Ovviamente le sue scelte sono sempre intelligenti; ci si illude di capirlo, sembra che la soluzione finale sia scontata, banale, ma alla fine il guizzo della sua fantasia inarrestabile ci propina la sorpresa, quel tocco personale con cui Carlo riesce a farsi amare.

E ad amare. Credo che il motivo principale per cui Carlo mi ama sia il fatto che riesco sempre a seguirlo nei suoi giochi, non lo deludo mai, mi mostro sempre pronta e recettiva.

D’altro canto è indispensabile avere certe valvole di sfogo, quando l’occupazione principale è tanto importante e stressante; con questa sua personale valvola, Carlo riesce a tollerare ogni genere di pressione, di fastidio, con calma olimpica, con una serenità che gli consente di usare sempre al meglio le sue tante doti.

Pranzare da sola non è mai stato esaltante; oggi in particolare mi deprime vedere la sua sedia vuota, perciò decido di mangiarmi un panino strada facendo per il Lido; passerò il pomeriggio sulla diga degli Alberoni, sdraiata al sole senza fare null’altro che pensare; e a rimuginare sulla terza busta profumata che ho trovato a mezzogiorno in punto sul mio scrittoio.

Non ho voluto leggere subito, voglio avere qualcosa di bello da aspettare per tutto il pomeriggio: al tramonto, in riva al mare leggerò, e così mi sembrerà di avere lui accanto, come se non fosse mai partito.

E il tramonto arriva in fretta, infuocato come sempre, mentre una leggera brezza accarezza la mia pelle arrossata dalla lunga esposizione al sole.

Con te voglio giocare a rimpiattino,

lasciare in giro parte del mio sogno:

anche lontano ti sarò vicino

che solo di ricordi avrai bisogno.

 Enigmatico questo terzo messaggio, ma sempre gradevole. Ancora oggi le sue parole riescono a darmi un gran senso di serenità, di pace, anche quando il significato è velato, nascosto quel tanto che basta per attizzare la curiosità, l’attenzione.
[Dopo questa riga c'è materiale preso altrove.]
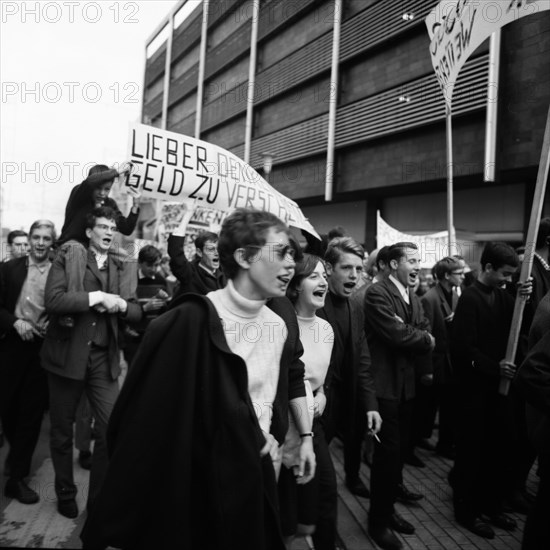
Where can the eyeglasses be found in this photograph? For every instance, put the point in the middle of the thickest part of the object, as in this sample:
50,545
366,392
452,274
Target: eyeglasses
283,252
105,227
Questo invece è quello che lui più sa apprezzare in me: l’attenzione che gli presto, l’importanza che do ad ogni sua parola, detta o scritta che sia.

Ma come ha profetizzato, tornando a casa è il ricordo di lui la più piacevole compagnia.
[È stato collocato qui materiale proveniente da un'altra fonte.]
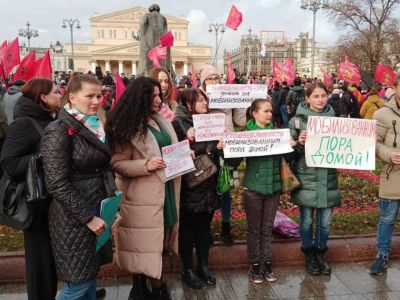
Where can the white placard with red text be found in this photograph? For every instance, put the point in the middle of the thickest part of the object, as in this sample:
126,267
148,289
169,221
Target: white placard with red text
340,143
209,127
177,159
235,95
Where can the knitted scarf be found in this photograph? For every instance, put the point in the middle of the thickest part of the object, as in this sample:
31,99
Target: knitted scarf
91,122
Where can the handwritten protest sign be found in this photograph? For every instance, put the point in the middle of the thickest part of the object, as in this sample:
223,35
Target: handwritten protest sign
340,143
208,127
177,159
257,143
235,95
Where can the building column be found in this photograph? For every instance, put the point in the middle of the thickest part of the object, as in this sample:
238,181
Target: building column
94,65
134,70
120,67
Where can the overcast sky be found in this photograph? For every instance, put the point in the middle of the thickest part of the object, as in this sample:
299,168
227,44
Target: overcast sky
46,16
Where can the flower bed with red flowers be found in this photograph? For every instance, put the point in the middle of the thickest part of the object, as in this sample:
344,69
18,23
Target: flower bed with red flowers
357,214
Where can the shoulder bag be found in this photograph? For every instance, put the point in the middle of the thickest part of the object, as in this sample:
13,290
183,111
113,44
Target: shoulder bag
205,168
20,199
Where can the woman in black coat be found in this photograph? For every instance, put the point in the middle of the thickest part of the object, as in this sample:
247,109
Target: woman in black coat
40,101
76,160
198,203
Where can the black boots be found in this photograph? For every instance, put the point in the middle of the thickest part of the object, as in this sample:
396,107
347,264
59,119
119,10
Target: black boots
191,279
226,234
323,265
139,290
205,274
311,261
161,293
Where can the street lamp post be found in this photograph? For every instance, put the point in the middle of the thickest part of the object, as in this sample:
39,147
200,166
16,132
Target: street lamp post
249,48
29,33
314,6
71,23
216,27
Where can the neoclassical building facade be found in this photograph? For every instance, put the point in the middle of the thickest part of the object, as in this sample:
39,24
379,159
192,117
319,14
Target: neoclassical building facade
113,45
La caccia al tesoro non è ò terminata, e la chicca finale è ad attendermi in camera mia: appena apro l’uscio, intravedo una sagoma conosciuta, che tiene in mano due candeline scoppiettanti, di quelle che bruciando emettono una quantità incredibile di scintille, piccolo surrogato domestico dei fuochi d’artificio; la gioia prende il sopravvento sulla sorpresa, gli corro incontro, lo abbraccio correndo il rischio di scottarmi :“Che ci fai qui?”

“Mio cugino, quello che sta in aviazione, ha riportato a casa metà del suo stormo e domani torna a Bagdad a prendersi il resto riportando me; mi ha dato un passaggio perché potessi partecipare ad una festicciola in famiglia…”

Guardo speranzosa sopra la porta: come ho sospettato la lucina è inequivocabilmente spenta.